23 marzo, Tunisia – Linea del Mareth:

La giornata trascorre in una condizione di sostanziale stasi, in cui su entrambi i fronti si rischierano le forze per far fronte alla progressione degli eventi. Montgomery prende atto che il piano originale dell’operazione Pugilist è fallito e che deve essere cambiato. Lo sfondamento frontale non riesce malgrado i reiterati tentativi della 50a Infantry Division, mentre il fronte occidentale sembra più promettente. Decide quindi di concentrare le forze su quel settore, mentre Messe, consapevole del rischio che lì si corre, si adopera per rinforzarlo con le poche riserve di cui può disporre.

Nel settore di Gafsa le difese italiane e tedesche respingono con sanguinosi combattimenti i reiterati attacchi americani

Bombardieri Martin Baltimore del 232° wing della RAF in decollo per bombardare la linea del Mareth.

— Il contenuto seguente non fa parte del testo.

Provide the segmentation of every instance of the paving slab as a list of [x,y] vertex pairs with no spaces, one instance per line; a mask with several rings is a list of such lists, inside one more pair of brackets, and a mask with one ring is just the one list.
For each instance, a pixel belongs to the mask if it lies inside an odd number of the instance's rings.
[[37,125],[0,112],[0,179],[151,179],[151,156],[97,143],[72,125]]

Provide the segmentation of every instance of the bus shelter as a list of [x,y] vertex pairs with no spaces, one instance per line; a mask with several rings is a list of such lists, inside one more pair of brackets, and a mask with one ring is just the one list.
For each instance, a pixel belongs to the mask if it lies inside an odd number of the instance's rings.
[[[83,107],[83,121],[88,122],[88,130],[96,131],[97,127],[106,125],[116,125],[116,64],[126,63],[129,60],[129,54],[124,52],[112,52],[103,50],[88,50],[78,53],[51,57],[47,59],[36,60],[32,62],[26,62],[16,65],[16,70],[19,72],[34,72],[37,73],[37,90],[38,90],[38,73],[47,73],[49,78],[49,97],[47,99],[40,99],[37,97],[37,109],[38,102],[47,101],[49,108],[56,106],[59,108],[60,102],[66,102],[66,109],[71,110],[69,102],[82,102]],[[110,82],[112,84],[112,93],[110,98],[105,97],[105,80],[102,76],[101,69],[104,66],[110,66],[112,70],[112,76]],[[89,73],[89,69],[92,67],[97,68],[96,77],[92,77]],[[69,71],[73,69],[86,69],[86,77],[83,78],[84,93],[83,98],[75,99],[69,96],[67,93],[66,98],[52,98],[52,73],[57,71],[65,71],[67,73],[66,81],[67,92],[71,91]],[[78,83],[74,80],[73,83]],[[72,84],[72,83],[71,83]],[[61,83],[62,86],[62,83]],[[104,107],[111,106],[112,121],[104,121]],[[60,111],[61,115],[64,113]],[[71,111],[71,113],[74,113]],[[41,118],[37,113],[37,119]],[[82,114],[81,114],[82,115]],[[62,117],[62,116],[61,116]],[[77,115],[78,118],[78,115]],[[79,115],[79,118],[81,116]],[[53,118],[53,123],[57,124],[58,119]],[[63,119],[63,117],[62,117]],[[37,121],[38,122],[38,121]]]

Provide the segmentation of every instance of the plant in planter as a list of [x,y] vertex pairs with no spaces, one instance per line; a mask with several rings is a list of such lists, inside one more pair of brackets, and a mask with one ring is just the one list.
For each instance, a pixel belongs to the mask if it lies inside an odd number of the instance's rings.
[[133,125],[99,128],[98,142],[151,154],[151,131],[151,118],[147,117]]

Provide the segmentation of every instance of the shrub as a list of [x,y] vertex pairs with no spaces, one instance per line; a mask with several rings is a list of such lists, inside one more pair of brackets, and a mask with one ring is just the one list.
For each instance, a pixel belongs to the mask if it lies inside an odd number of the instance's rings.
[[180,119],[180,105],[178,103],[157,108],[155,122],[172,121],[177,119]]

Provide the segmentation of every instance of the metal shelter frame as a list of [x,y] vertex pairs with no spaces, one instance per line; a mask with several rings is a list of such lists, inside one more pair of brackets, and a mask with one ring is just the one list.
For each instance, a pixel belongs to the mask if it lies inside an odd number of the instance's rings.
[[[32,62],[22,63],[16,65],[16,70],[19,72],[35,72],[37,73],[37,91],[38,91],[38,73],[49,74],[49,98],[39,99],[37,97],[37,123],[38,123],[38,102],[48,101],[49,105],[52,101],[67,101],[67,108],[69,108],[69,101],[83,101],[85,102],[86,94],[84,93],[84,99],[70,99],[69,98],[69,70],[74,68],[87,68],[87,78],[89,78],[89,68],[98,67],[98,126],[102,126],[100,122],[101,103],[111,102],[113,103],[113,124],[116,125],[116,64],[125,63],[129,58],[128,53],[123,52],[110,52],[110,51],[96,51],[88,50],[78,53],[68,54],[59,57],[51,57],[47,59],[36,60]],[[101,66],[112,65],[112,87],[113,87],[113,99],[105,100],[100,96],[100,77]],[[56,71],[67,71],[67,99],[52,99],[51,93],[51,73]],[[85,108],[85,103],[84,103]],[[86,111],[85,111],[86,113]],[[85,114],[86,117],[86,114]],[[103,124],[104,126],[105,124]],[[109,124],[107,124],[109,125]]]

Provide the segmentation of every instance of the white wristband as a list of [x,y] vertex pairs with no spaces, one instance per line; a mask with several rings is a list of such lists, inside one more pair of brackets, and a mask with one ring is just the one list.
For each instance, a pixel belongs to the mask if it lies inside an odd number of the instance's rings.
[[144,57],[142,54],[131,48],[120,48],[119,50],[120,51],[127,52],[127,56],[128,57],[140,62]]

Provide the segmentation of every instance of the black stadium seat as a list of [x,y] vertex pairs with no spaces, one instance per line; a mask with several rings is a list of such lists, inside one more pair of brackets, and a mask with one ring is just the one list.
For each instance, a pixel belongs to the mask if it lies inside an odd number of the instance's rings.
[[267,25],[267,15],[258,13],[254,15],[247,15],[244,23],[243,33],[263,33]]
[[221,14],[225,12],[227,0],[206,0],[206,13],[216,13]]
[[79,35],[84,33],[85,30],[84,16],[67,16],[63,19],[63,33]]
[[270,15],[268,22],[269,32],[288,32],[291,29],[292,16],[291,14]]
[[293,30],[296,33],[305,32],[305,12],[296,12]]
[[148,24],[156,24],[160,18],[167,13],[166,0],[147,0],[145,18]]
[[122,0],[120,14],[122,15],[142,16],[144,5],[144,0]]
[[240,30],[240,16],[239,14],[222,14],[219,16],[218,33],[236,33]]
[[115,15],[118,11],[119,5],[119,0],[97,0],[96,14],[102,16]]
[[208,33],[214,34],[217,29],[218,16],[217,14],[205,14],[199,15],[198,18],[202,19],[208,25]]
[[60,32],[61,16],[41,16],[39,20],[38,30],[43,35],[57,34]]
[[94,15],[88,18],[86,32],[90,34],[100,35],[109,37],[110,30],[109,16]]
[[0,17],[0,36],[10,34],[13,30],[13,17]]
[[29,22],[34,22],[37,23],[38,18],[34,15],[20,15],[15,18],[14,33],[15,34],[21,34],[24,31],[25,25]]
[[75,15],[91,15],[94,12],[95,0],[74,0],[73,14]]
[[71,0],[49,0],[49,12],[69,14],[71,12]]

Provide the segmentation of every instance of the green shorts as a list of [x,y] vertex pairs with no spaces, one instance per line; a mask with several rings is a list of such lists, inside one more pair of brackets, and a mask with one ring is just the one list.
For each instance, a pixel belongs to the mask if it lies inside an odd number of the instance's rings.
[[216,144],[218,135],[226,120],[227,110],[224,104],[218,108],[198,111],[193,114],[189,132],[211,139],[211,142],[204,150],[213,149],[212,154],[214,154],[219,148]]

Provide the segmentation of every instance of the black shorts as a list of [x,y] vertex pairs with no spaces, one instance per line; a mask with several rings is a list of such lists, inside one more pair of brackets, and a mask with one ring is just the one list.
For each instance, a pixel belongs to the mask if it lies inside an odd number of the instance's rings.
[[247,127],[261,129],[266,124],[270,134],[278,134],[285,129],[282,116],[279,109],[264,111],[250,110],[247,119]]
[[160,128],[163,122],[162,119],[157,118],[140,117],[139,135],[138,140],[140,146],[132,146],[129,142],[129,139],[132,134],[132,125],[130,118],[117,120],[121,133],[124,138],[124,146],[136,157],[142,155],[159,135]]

By Royal Air Force official photographer – Enlace

24 marzo, Tunisia – Linea del Mareth:

Anche questa giornata trascorre senza grosse azioni. Alcuni capisaldi sono riconquistati dalle truppe dell’Asse nel settore della Giovani Fascisti. La ricognizione dell’Asse rileva il movimento di grosse colonne britanniche da Medenine verso sud-ovest. D’accordo con Messe, von Armin dà ordine di ripiegare dalle difese del Mareth verso la zona degli Chotts e le difese di Gabes. L’azione di ripiegamento sarebbe iniziata la sera del 25. Si registrano contrasti tra i comandi tedesco e italiano. Come al solito i tedeschi mettono in evidenza le carenze italiane, sottacendo le proprie mancanze e cedimenti. A proposito di queste, Messe evidenzia nella sua relazione come si registri l’evidente malanimo del generale Gause nei confronti degli italiani, e come da parte tedesca si cerchi di far apparire nei comunicati che la situazione è retta solo grazie alle capacità delle truppe tedesche, cosa che non corrisponde al vero. Messe protesta fermamente, mettendo in evidenza il cedimento di truppe tedesche sul fronte, ed ottiene le scuse imbarazzate di von Armin e di Gause.

Un soldato britannico ferito e un soldato tedesco ferito e catturato condividono una sigaretta dopo la battaglia.

Keating (Capt), No 2 Army Film & Photographic Unit, Dominio público, a través de Wikimedia Commons

Intanto la 1a Armoured Division raggiunge la 2a New Zealand nella zona di El Hamma, dove si sarebbe dovuto sfondare il giorno successivo. Montgomery prepara un piano di sfondamento che conta sull’apporto di un devastante fuoco di artiglieria e di continui bombardamenti aerei. Il D day è spostato al giorno 26.